First let's create our Address class.

  namespace VSMLazyLoading

  {

  public class Address

  {

  public int AddressId  { get; set; }

  public int PersonId {  get; set; }

  public string  AddressLine1 { get; set;  }

  public string  AddressLine2 { get; set;  }

  public string City { get; set; }

  public string State {  get; set; }

  public string ZipCode  { get; set; }

  public string Country  { get; set; }

        public Address()

  {

  Console.WriteLine(String.Format("Address created on {0}.", DateTime.Now));

  }
        public override string ToString()

  {

  return AddressLine1 + Environment.NewLine  + AddressLine2 + Environment.NewLine

  + City + " " + State + ", " 

  + ZipCode + Environment.NewLine +  Country; 

  }

  }

Next we'll create our Employee class, which derives from our already created Person class.

namespace VSMLazyLoading.Common

  {

  public class Employee : Person

  {

  private Lazy<Address> m_address;

        public Lazy<Address> LazyAddress 

  {

  set

  {

  m_address = value;

  }

  }
        public Address  MyAddress

  {

  get

  {

  return m_address.Value;

  }

  }

  }

Next we create our fake AddressRepository class that will load an Address record for a given personId.

 namespace VSMLazyLoading.Common

  {

  public class AddressRepository

  {

  public Address  LoadForPerson(int personId)

  {

  Address address = new  Address()

  {

  AddressId = 1,

  PersonId = personId,

  AddressLine1 = "1234 Fake Street",

  AddressLine2 = "Sector 7G",

  State = "IL",

  ZipCode = "60652",

  Country = "USA"

  };

            return address;

  }

  }

Now we create our fake EmployeeRepository class, which will lazily load an employee by their personId. We also lazily load the employee's address record.

namespace VSMLazyLoading.Common

  {

  public class EmployeeRepository

  {

  public Lazy<Employee> Load(int  personId)

  {

  AddressRepository addressRep = new AddressRepository();

  Lazy<Employee>  lazyEmployee =

  new Lazy<Employee>(() => new  Employee()

  {

  PersonId = personId,

  FirstName = "Eric",

  LastName = "Vogel",

  LazyAddress =

  new Lazy<Address>(() => addressRep.LoadForPerson(personId))

  });

            return lazyEmployee;

  }

  }

Finally we utilize our EmployeeRepository to lazily load our fake Employee record.

EmployeeRepository employeeRep = new EmployeeRepository();

  Lazy<Employee>  lazyEmployee = employeeRep.Load(1);

  System.Threading.Thread.Sleep(1000);

  Employee employee = lazyEmployee.Value;

  Console.WriteLine(String.Format("Employee info{0} {1} {2}", Environment.NewLine, employee.FirstName,  employee.LastName));

  System.Threading.Thread.Sleep(1000);

  Address employeeAddress = employee.MyAddress;

  Console.WriteLine(String.Format("Address info:{0}{1}",Environment.NewLine, employeeAddress));

  Console.ReadLine();

[Click on image for larger view.]

Figure 3. Lazily loading the Employee record.

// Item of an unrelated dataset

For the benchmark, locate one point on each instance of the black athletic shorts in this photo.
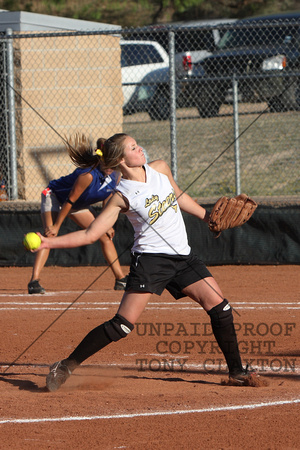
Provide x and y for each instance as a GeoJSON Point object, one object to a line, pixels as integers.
{"type": "Point", "coordinates": [154, 272]}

As you can see in Figure 3, our Employee record has successfully been lazily loaded as well as its associated Address record.

Get Lazy
As you can see lazy initialization and lazy loading are two very useful programming patterns. With the introduction of the Lazy<T> implementation in the fourth iteration of the .NET Framework, utilization of these programming patterns has become much more widely accessible. As with all programming patterns, lazy initialization and loading should be used judiciously.